To Assess a Long-Standing Administrative Exclusion under Federal Employment Tax Law for People with Disabilities in Congregate Work Settings for Federal Employment Tax Purposes

An in-depth assessment of a long-standing tax policy exclusion for employees with disabilities in congregate work settings (“sheltered workshops”) that results in “dueling classifications” that conflicts with other federal employment statutes and results in a question whether people with disabilities should be classified as “clients” or “employees.” It will examine potential conflicts of federal employment and tax laws defining an "employee" – for purposes of eligibility for benefits under the Federal Insurance Contribution Act (“FICA”) and other federal employment benefits. 

In most circumstances, the Federal Insurance Contributions Act (FICA) generally requires employees and employers to pay taxes on all “wages” employees receive, 26 U.S.C. §§ 3101(a), 3111(a), and defines “wages” to include “all remuneration for employment,” § 3121(a).
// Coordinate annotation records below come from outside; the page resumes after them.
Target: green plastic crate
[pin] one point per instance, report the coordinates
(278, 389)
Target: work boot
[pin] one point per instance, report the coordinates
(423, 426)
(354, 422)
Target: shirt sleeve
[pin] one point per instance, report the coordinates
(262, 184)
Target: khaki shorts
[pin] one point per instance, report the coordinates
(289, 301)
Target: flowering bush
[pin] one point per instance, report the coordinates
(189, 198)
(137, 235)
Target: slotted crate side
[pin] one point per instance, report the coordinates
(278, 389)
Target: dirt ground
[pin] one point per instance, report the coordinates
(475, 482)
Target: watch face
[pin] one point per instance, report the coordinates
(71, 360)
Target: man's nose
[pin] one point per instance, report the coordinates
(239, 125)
FICA defines “employment” as “any service . . . performed . . . by an employee for the person employing him,” § 3121(b). Unlike other federal employment laws like the Fair Labor Standards Act’s definition of employee however, FICA’s definition of “employee” applies an independent analysis under common law rules in determining the employer-employee relationship and the status of an employee. § 3121(d)(2). Likewise, the Social Security Act, which governs workers' eligibility under the OASDI program, contains a materially identical employee analysis to I.R.C. § 3121(d)(2). 42 U.S.C.S. § 410(j)(2), also citing to common law rules to determine whether an employer-employee relationship exists.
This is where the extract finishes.